Two decades ago, there was 'The Clash of Civilizations', American political scientist Samuel P Huntington's big thesis about the next global conflict arising out of a difference in cultures, rather than political ideology or economic vision. "Nation states will remain the most powerful actors in world affairs, but the principal conflicts of global politics will occur between nations and groups of different civilizations… The fault lines between civilizations will be the battle lines of the future," his famous essay in Foreign Affairs read. Huntington's hypothesis was oft-repeated when the United States initiated unilateral wars in Afghanistan and Iraq, wars that have delivered few results apart from furthering the conflict in West Asia.

In his latest book The Costliest Pearl: China's Struggle for India's Ocean, journalist Bertil Lintner borrows another such hypothesis – the Thucydides' Trap – to argue that China's ambitions in the Indian Ocean will put it on a collision course with several powers in the region, not least India, which, he says, has always considered the Ocean its own 'lake'. The Thucydides' Trap, put forth by Harvard political scientist Graham Allison, posits that "when a rising power threatens to displace a ruling one, the most likely outcome is war." According to Allison, this has been true in 12 out of 16 such instances in the last 500 years.

While this neat formulation lends credence to the threat of an armed conflict, as strategic contests between China and countries such as the US and India intensifies, it also betrays a temptation to connect the dots after the fact. Despite China's global ambitions (which are, to be fair, no longer a secret) and the US pushback via tariff wars and a crackdown on Chinese companies and state media, conventional warfare between the two will not be to either's advantage and is not likely. "China is not the Soviet Union. For one thing, Soviet ideology was inherently opposed to any long-term coexistence with the United States… The CCP [Communist Party of China] does not share such beliefs. It is nationalist rather than internationalist in outlook", wrote historian Odd Arne Westad to the question, 'Are Washington and Beijing fighting a New Cold War?' He added, "The party sees Washington as an obstacle to its goals of preserving its own rule and gaining regional dominance, but it does not believe that the United States or its system of government has to be defeated in order to achieve these aims."

At the same time, the COVID-19 crisis has animated hawks on both sides even as both countries have faltered in their quest for global leadership.

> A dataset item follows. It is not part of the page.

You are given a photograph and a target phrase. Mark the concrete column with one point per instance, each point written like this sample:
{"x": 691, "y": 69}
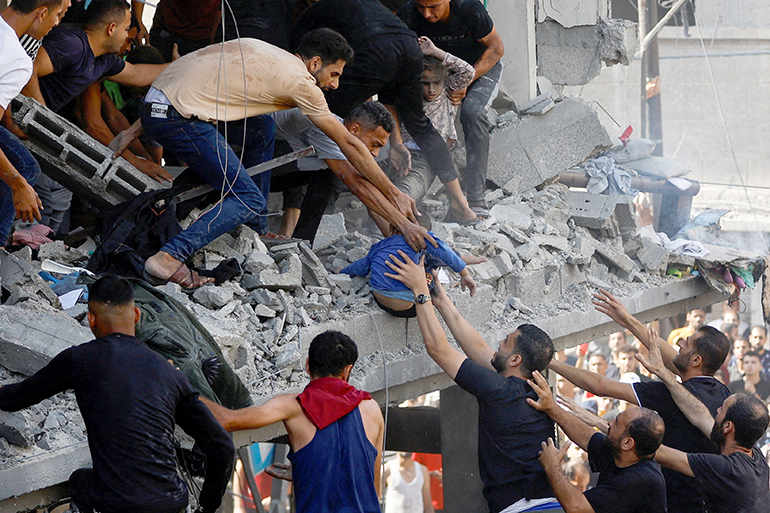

Although China has aggressively fought back against accusations of mishandling and underreporting the COVID-19 pandemic in its early stages, the faults in its 'medical diplomacy' are showing, vis-à-vis Taiwan and the World Health Organization. Across the Atlantic, the US also finds itself in hot water with the administration's weak and slow response to the disease, even as the clamour to reopen the economy at the expense of lives seems to be gathering currency with the White House. The Trump administration has also been accused of 'modern piracy' because of its questionable acquisition of medical supplies, and has threatened allies like India with 'retaliation' if pharmaceuticals are not supplied.